Sunday afternoon, upon my return back to campus, I had the means to go down with my swim coach and some swimming teammates to the destroyed area of Cedar Grove Beach on Staten Island to help out. I did not know what to expect when I arrived, and I could not believe the ruin Hurricane Sandy left in her wake. My coach, teammates, and I parked about a quarter of a mile away from the site where volunteers needed to help. We took a walk down the streets of the neighborhoods that led to the site, carrying the clothing and cleaning supplies we were donating with us.
The streets here were covered with dust, and the sidewalks were piled with furniture, cabinets, washers, televisions, printers, and any other item someone would find in a house. I felt my heart ache for the people. Houses were in utter ruin; I saw some houses completely off of their foundations, others had all of their walls ripped off, and some houses had become piles of splintered wood. As we walked closer to the water, the scene went from bad to worse. I thought we had already seen the entirety of the destruction of Sandy, but as we got closer to the beach, I was caught off guard and saw a scene worse than I had ever imagined.
Mud at least one inch thick covered the entire road. Sidewalks were littered with splintered wood from the broken homes. There was boat that was completely inland that was blocking a sidewalk.

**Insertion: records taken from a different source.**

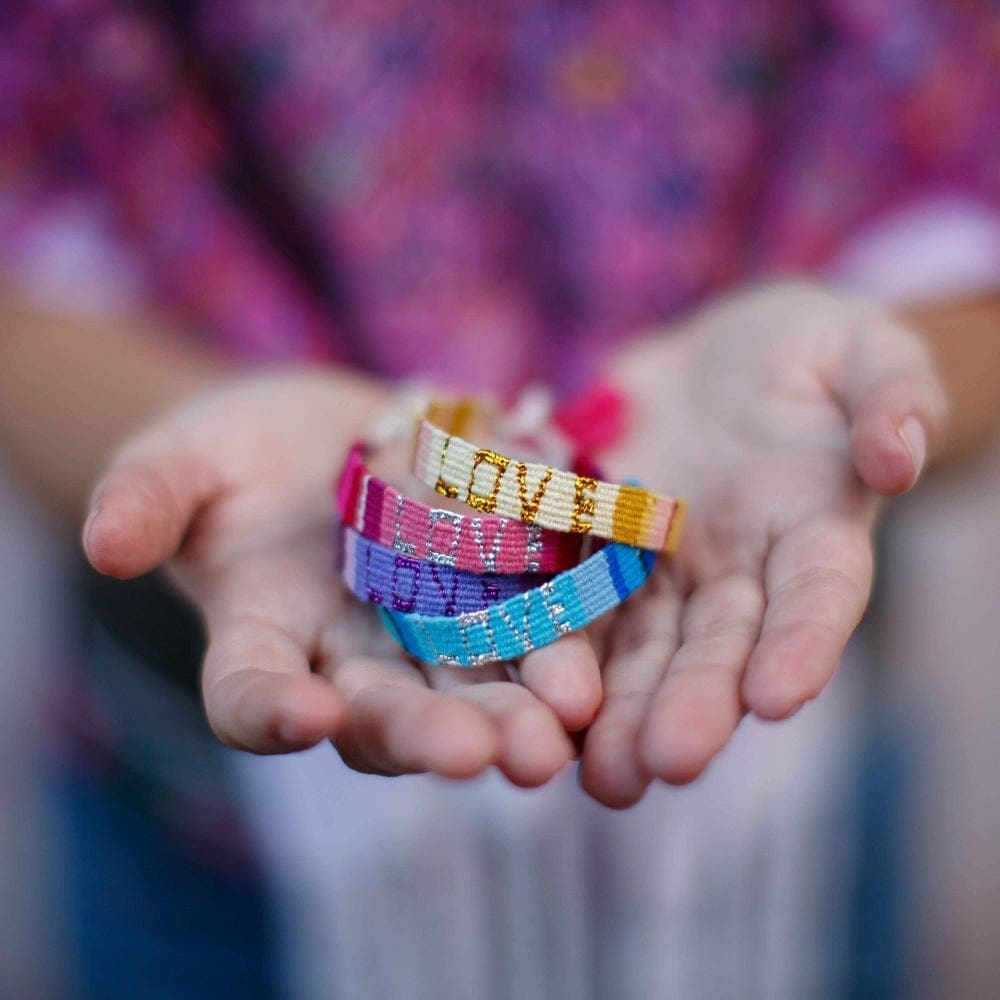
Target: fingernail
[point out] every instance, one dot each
(912, 433)
(89, 524)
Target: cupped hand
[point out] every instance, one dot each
(781, 414)
(232, 490)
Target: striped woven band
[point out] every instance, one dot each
(471, 543)
(383, 576)
(528, 621)
(537, 494)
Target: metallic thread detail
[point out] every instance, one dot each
(486, 503)
(582, 504)
(529, 508)
(436, 555)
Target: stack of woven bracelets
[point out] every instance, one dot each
(543, 552)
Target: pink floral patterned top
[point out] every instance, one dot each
(493, 193)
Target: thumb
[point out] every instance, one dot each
(143, 505)
(895, 403)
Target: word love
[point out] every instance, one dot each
(476, 544)
(379, 575)
(529, 620)
(535, 494)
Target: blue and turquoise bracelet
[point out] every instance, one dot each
(527, 621)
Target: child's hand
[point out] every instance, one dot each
(233, 490)
(780, 414)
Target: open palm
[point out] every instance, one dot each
(781, 414)
(232, 491)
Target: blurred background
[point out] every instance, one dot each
(850, 851)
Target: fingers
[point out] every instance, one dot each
(397, 725)
(698, 706)
(532, 745)
(896, 405)
(143, 506)
(567, 677)
(817, 579)
(644, 639)
(259, 693)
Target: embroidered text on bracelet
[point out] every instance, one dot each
(536, 494)
(471, 543)
(530, 620)
(381, 575)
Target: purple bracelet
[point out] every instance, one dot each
(381, 575)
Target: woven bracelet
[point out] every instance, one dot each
(380, 575)
(535, 494)
(475, 544)
(530, 620)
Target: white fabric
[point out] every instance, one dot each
(415, 887)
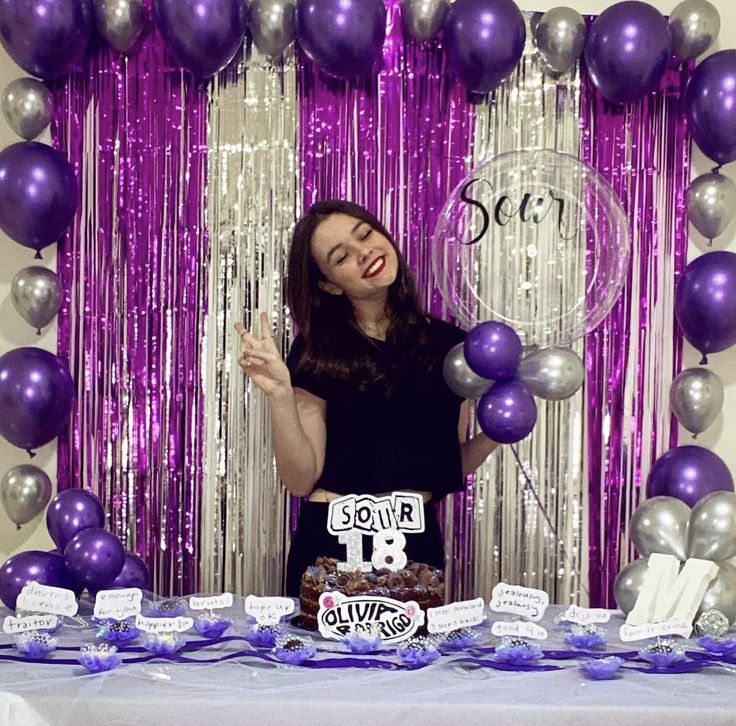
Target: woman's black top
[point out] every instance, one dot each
(382, 439)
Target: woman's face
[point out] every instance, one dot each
(354, 258)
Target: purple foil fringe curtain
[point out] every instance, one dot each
(397, 144)
(133, 268)
(643, 150)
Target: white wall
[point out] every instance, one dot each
(14, 332)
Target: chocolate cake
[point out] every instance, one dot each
(419, 582)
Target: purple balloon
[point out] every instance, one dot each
(45, 37)
(484, 40)
(36, 392)
(70, 512)
(45, 568)
(627, 50)
(705, 302)
(343, 37)
(134, 574)
(94, 557)
(507, 412)
(688, 473)
(203, 35)
(711, 106)
(493, 350)
(38, 194)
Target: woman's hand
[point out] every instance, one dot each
(261, 361)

I found a lost teddy bear, covered in mud. My heart cried out for the little girl who had lost her precious friend, and I prayed that the little girl was safe.
As I made my way closer to the site where I saw a large gathering of bundled up volunteers, I felt the quiet, dismal air charged with determination and lots of heart. Volunteers of all ages had come to this site to lend a helping hand to this hard-hit neighborhood. Clothing donations were coming to the place by truckloads. My teammates and I were assigned to join the task force that was in charge of sorting out clothing. We had to sort them into trash bags labeled by gender and size.
We were there helping out for three hours. The sorting crew managed to sort through over fifty large trash bags of donated clothing during that time. We also helped out people who came in who were in need because they had lost everything from the hurricane. After a humbling, eye-opening afternoon, we slowly walked in the crisp air back to our car to return to school. From this experience, I learned how important it is to lend a helping hand to others in need. Seeing what some people have lost made me realize that I cannot take things for granted. All of my worries and complaints are insignificant compared to what the victims of Hurricane Sandy have to handle.
I am going to make every effort to continue helping with the Hurricane Sandy relief efforts during the gaps between my classes during the week. Please help those in need by going to the Wagner Cares website. Every little bit helps, whether it is donating needed items, being a volunteer at one of the relief sites, or giving money. Stay strong, Staten Island!